Wednesday, August 5, 2009

Is Obama in a worse position than election day?

That's a question we're going to try to figure out the answer to in our polling for the next month.

His poll numbers are dropping, the media narrative is that he's in trouble, and some Republicans seem to be happy to write his 2012 obituary barely six months into his Presidency.

We've been finding his approval numbers below his election day percentage in most of the states we've polled lately. But our most recent Virginia poll was sort of a Eureka for me.

It was the first time we've cross tested his approval ratings against respondents' self reported 2008 vote and we found that only 5% of people who voted for him disapprove of the job he's doing, equal to the 5% who didn't vote for him that do approve of the job he's doing.

The WaPo wrote a highly anecdotal story today suggesting Obama's losing support among those who voted for him but our scientific data shows there's really not much of that happening.

Most of the polling we're doing right now is in the context of 2009 and 2010 races.
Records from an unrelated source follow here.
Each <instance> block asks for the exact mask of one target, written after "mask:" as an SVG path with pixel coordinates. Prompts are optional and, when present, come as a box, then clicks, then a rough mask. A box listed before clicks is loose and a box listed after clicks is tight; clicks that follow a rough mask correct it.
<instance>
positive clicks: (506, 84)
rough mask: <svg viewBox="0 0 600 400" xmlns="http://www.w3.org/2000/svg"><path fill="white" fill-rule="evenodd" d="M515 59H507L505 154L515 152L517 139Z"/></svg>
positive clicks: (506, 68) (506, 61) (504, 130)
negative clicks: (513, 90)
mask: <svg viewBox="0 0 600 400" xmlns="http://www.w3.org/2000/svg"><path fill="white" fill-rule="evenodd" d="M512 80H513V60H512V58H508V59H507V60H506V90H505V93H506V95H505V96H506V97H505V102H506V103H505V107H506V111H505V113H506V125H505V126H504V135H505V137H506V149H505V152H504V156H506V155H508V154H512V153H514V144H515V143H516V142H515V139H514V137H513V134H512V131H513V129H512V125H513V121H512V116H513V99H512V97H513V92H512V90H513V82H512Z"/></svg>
Republicans are more energized for those than Democrats at this point, and that's resulting in us finding poor approval numbers for Obama- within those electorates.
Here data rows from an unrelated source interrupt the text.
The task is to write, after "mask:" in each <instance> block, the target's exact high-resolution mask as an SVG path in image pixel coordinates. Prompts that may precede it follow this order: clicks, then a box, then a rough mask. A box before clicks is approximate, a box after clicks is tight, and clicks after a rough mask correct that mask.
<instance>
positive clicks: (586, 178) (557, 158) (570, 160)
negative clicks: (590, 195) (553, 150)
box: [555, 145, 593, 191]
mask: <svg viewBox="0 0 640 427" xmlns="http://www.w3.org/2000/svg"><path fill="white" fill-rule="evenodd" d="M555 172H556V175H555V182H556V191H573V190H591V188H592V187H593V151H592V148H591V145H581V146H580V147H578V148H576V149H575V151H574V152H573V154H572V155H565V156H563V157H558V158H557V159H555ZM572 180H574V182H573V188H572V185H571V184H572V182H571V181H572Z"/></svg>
If you reweight our Virginia poll today showing Obama's approval at 42/51 to the 2008 electorate though, his approval becomes 50/44. He won the state 52/46...so he's more or less exactly where he was on election day.
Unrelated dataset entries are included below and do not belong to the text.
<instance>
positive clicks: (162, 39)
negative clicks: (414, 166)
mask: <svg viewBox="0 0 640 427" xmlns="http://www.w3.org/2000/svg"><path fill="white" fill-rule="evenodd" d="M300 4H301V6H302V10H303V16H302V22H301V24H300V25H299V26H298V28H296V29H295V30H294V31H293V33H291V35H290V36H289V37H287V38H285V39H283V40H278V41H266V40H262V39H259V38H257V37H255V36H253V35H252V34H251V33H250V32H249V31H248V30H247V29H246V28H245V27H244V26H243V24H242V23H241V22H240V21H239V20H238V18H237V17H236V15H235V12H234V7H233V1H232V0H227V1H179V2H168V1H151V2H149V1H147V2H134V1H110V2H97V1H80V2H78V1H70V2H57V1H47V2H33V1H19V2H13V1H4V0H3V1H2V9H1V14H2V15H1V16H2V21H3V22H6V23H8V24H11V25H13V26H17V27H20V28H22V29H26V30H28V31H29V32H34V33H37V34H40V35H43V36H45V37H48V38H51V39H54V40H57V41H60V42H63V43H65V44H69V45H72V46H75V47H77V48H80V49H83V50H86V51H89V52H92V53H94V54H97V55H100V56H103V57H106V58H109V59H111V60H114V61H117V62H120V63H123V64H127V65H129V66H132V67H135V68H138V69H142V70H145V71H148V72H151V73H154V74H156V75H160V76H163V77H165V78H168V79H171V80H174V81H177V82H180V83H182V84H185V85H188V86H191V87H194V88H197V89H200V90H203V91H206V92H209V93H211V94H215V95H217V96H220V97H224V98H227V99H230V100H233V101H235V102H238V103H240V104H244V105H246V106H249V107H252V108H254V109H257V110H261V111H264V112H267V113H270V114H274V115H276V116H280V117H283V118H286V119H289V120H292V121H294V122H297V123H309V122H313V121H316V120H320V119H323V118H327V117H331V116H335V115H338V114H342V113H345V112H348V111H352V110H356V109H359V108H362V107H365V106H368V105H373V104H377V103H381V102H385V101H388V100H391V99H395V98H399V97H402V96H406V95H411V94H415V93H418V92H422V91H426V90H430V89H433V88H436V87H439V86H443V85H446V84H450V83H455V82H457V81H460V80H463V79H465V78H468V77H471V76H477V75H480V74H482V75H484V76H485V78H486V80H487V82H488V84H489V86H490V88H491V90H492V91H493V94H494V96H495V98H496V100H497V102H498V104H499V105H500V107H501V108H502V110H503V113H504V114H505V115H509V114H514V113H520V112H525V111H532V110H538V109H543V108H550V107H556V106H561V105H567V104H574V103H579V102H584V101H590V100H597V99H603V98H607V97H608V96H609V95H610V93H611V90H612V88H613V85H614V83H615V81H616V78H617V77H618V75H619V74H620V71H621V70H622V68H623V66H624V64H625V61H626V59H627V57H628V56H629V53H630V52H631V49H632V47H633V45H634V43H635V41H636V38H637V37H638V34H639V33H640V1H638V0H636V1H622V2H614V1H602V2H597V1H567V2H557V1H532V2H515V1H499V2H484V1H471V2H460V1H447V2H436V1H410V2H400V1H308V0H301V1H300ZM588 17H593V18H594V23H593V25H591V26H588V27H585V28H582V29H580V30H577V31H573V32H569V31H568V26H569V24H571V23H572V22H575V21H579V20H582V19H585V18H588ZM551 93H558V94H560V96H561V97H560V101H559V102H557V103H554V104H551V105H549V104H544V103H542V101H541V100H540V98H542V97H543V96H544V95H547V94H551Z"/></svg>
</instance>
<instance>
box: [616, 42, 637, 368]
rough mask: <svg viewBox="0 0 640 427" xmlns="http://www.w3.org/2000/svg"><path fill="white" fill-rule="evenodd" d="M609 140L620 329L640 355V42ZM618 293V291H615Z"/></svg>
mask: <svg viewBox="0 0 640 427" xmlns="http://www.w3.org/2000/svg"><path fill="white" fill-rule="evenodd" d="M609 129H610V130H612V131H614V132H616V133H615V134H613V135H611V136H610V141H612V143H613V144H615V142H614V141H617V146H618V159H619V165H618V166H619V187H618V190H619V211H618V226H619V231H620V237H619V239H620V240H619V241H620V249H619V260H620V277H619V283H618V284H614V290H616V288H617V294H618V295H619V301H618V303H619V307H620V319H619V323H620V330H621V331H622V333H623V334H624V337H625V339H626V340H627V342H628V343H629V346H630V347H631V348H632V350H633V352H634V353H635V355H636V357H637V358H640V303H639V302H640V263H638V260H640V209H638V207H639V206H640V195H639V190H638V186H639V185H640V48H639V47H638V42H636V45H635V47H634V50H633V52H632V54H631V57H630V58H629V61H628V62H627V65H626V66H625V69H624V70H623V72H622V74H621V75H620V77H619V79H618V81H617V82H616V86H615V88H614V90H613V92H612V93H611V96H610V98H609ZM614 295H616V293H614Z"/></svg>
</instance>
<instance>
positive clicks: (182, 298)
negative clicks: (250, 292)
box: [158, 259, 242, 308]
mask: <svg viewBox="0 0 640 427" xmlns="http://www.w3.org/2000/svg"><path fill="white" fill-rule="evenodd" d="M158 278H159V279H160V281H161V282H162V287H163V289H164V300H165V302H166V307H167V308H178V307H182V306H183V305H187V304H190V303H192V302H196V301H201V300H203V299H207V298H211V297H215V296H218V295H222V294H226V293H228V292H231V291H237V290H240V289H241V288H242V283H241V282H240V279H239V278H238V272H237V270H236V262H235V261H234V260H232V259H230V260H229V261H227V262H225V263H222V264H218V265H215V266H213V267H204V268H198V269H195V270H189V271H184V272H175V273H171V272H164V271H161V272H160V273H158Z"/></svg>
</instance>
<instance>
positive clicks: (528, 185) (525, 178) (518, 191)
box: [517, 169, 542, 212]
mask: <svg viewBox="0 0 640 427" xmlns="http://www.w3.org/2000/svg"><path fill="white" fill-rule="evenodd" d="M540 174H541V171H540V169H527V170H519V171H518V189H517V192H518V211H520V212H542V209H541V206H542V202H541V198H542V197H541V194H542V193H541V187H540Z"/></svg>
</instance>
We're going to start doing the Obama approval by 2008 vote crosstabbing in all of our polls to see if this trend continues, but it looks to me like Obama's popular with those who voted for him and not with those who didn't. I'm not sure that really suggests a weak position for him- it certainly didn't seem weak when that level of support translated to 365 electoral votes!

Some people who didn't vote for Obama may have expressed approval for him in the early days of his term because they felt like they needed to give a new President a chance, but the reality is that Obama is setting out to do what he said he was going to do when he got elected, so if you didn't like what you heard last fall you inevitably were going to end up not liking what you heard when he started governing. The higher levels of approval he initially showed, particularly from Republicans, were inevitable going to fall.

If Obama really starts bleeding 2008 supporters he'll be in trouble but I don't really sense that to be the case right now.